There were some inconsistencies in the calculated values regarding the time intervals between symptom onset, diagnosis, and PEG tube placement. Not all patients provided all data, and the number of patients used to calculate the time intervals between symptom onset, diagnosis, and endoscopic gastrostomy procedure varied slightly. Nevertheless, we believe these minor variations do not affect the comprehension of the global picture. Despite these limitations, the overall trends offer valuable insights into ALS patients’ clinical profiles and treatment timelines. Future studies should aim for more comprehensive data collection to strengthen the reliability of these findings.

Furthermore, it is essential to investigate the influence of PEG feeding on the quality of life of patients and caregivers to gain a comprehensive understanding of this subject. This field requires further research, mainly through more extensive, multi-center studies.

5. Conclusions

Endoscopic gastrostomy is a safe procedure in ALS patients with no major complications. Stratification by ALS subtype and age revealed interesting trends, with the bulbar phenotype showing longer PEG-fed survival than the spinal phenotype. Age was a key factor influencing nutrition, with older patients showing greater MUAC, albumin, and hemoglobin decreases. These findings highlight the need for close nutritional monitoring in older ALS patients.

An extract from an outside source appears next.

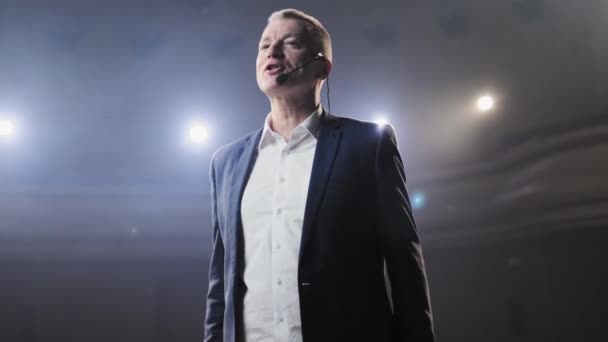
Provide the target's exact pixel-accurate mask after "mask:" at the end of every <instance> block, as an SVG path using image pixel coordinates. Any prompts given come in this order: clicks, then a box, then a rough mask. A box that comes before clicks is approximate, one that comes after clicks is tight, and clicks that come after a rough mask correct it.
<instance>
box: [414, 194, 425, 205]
mask: <svg viewBox="0 0 608 342" xmlns="http://www.w3.org/2000/svg"><path fill="white" fill-rule="evenodd" d="M425 202H426V197H425V196H424V194H423V193H421V192H416V193H414V195H413V196H412V208H414V209H420V208H422V207H424V203H425Z"/></svg>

Although our cohort demonstrated a mean survival of 17 months following PEG tube placement, many patients were already malnourished at the moment of the endoscopic gastrostomy, and some died shortly thereafter. Our findings strongly suggest that survival could be improved with earlier nutritional intervention. In many patients, PEG feeding resulted in MUAC and MAMC improvements and is associated with prolonged survival. Each unit increase in MUAC and MAMC was linked to a 10% and 11% reduction in mortality risk, respectively. Our results advocate the use of MUAC and MAMC as prognostic markers and monitoring tools in ALS care. PEG should be considered early, as a timely intervention may optimize nutritional status and improve outcomes.